SPANIEN: Aufstand der Empörten

In Spanien protestieren junge Menschen gegen prekäre Arbeits- und Lebensbedingungen und gegen den Umgang der Regierung mit der Wirtschaftskrise. Bei den Regionalwahlen hat sich gezeigt, dass nicht nur Jugendliche mit der Krisenpolitik der Sozialisten unzufrieden sind.

Trotz Demonstrationsverbot: Vollversammlung der Protestierenden am vergangenen Wochenende in Barcelona.

Sie nennen sich „Indignados“ (die Empörten), das sind die prekär lebenden Jugendlichen, die in diesen Wochen Zeltlager auf zentralen Plätzen von mehr als 60 spanischen Städten errichten. „Bewege dich, das ist der Anfang“, heißt es auf einem großen Transparent auf der Plaza de la Encarnación in Sevilla, in Málaga wird gefordert, die Verantwortlichen der Wirtschaftskrise sollten deren Kosten bezahlen.

An der Puerta del Sol, dem bekanntesten Platz Madrids hat sich unter großen Planen ein selbstorganisiertes Zeltdorf gebildet. Am Rande des Platzes stehen Mülltonnen und Infostände, es gibt eine Essens- und Getränkeausgabe, eine Küche, WCs. Die Leute bringen Essen vorbei, organisiert wird alles von Komitees, die für diese Mobilisierung gegründet wurden. Im Mittelpunkt der Debatten stehen die Kritik an der Sparpolitik der Regierung von José Luís Rodríguez Zapatero sowie konkrete sozialpolitische Forderungen. Am Montag wurde beschlossen, das Protestcamp mindestens noch eine Woche fortzusetzen und die Mobilisierung in die Stadtteile hinein zu tragen. In Barcelona soll das Camp bis in den Juni hinein fortgesetzt werden.

Die Bewegung, die sich unter dem Motto „Reale Demokratie – Jetzt!“ zusammengefunden hat, entstand vor dreieinhalb Monaten und ist unabhängig von Parteien oder Gewerkschaften. Alles begann mit Diskussionen an den geisteswissenschaftlichen Fakultäten der Universität Complutense in Madrid. „Wir haben eine schwarze Zukunft vor uns, mit wertlosen Universitätsabschlüssen und ohne Zugang zum Arbeitsmarkt“, sagte der Student Olmo Masa im April „El País“, die damals als einzige größere Zeitung darüber berichtete. Am Rande der ersten Demonstration der neuen Jugendbewegung am 5. April befragte „El País“ die Teilnehmenden. Viele berichteten, sie hätten einen Abschluss und arbeiteten bis zu zwölf Stunden am Tag für höchstens 1.000 Euro brutto im Monat. Die meisten wohnen noch bei ihren Eltern, weil sie sich keine eigene Wohnung leisten können. Diese Situation ist nicht neu. Der deregulierte Arbeitsmarkt und das große Ausmaß an Zeitarbeit sind in Spanien schon längst Realität. Bereits 2004 hatte über die Hälfte der Lohnabhängigen unter 29 Jahren einen Zeitvertrag.

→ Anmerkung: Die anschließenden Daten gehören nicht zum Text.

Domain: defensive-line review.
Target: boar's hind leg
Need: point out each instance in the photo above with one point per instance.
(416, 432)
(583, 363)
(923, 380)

Mit der Wirtschaftskrise platzte im Jahr 2008 die spanische Immobilienblase. Zuvor war viel gebaut und zu rasant steigenden Preisen teuer verkauft worden. In Spanien gibt es kaum Mietwohnungen, sondern fast nur Eigentumswohnungen. Nach 2008 sind die Immobilienpreise zwar gesunken, aber wer keine feste Arbeit hat, kann sich nichts kaufen. Die Arbeitslosenquote liegt derzeit bei 21 Prozent. Die Hälfte der spanischen Arbeitslosen ist jünger als 34 Jahre. Die Jugendarbeitslosigkeit liegt doppelt so hoch wie im EU-Durchschnitt. Vor einem Jahr begann die sozialdemokratische Regierung von Zapatero unter dem Druck der EU und der Finanzmärkte mit einer Sparpolitik, die soziale Einschnitte und gleichzeitig Entlastungen für Unternehmen vorsieht. Jetzt müssen die Spanierinnen und Spanier länger für ihre Rente arbeiten gehen. Die Rentenhöhe wurde ebenso gekürzt wie der Lohn der Staatsbediensteten. Die großen sozialdemokratischen Gewerkschaften UGT und CCOO haben nur halbherzig, mit einem symbolischen eintägigen Generalstreik, dagegen protestiert, aber mittlerweile die Heraufsetzung des Rentenalters und die Aushöhlung des Kündigungsschutzes akzeptiert.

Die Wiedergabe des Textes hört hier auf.